WOULD YOU ADVISE someone—who doesn’t drive, doesn’t need a car and doesn’t plan to get one in the foreseeable future—to buy car insurance? I wouldn’t. But it seems some financial advisors think otherwise. That, at least, is the impression I got when an acquaintance, whom I’ll call Laura, mentioned her variable universal life insurance policy to me.
A single woman in her mid-40s, Laura has a decent income and lives on her own. She has no one other than herself to support financially. Her parents and other family members have enough savings. She has no plans to start a family, let alone with someone who might be financially dependent on her. I just didn’t get it.

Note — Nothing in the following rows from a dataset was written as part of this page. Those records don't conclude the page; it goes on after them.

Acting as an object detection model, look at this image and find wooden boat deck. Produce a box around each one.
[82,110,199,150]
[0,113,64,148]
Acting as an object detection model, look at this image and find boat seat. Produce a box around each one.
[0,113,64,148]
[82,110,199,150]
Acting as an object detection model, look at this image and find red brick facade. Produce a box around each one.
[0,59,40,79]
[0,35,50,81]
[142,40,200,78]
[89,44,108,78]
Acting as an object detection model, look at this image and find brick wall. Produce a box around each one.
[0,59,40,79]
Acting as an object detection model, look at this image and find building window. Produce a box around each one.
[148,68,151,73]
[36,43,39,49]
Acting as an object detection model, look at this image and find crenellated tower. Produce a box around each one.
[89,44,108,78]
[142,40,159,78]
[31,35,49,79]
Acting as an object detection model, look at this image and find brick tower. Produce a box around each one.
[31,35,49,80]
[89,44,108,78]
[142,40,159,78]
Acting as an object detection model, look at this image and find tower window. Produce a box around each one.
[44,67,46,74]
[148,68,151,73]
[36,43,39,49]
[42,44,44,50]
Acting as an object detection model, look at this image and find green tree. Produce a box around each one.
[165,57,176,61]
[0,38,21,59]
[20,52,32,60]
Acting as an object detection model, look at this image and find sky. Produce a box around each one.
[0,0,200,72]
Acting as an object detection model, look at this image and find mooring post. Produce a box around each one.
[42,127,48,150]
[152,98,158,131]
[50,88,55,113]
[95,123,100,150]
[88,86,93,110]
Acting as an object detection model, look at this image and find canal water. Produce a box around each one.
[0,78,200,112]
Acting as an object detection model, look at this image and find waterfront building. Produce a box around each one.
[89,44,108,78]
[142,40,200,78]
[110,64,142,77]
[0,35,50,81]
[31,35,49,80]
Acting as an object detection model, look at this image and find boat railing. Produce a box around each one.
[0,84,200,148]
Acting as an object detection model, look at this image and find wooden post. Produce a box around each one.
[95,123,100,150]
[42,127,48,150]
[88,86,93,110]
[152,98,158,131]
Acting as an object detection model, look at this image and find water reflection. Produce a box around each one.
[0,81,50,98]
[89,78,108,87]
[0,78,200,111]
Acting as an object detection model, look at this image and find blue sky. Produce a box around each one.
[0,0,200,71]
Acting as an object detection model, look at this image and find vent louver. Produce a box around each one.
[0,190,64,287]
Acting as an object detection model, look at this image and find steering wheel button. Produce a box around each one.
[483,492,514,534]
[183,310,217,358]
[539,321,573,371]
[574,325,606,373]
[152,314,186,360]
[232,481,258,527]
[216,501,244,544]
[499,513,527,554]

It turns out that a “wealth advisor” talked her into the life insurance policy as a sophisticated, tax-advantageous strategy. Laura is far from stupid. But she’s naïve enough to follow professional financial recommendations blindly. She neither spotted the layers of fees involved, nor realized that permanent life insurance wasn’t the best way to build wealth. Now she does, and she isn’t happy about it.
It wasn’t apparent to Laura that she could’ve simply put her savings in a Roth retirement account—an even more attractive tax-advantaged vehicle—instead of investing in an insurance policy she didn’t need. To add insult to injury, when she tried to get out of the policy last year, she learned there are steep surrender charges.
This costly mistake has a silver lining. Laura realized that financial ignorance isn’t an option for her, and now she’s seeking financial education rather than financial advice. Not surprisingly, she’s highly motivated—and learning fast.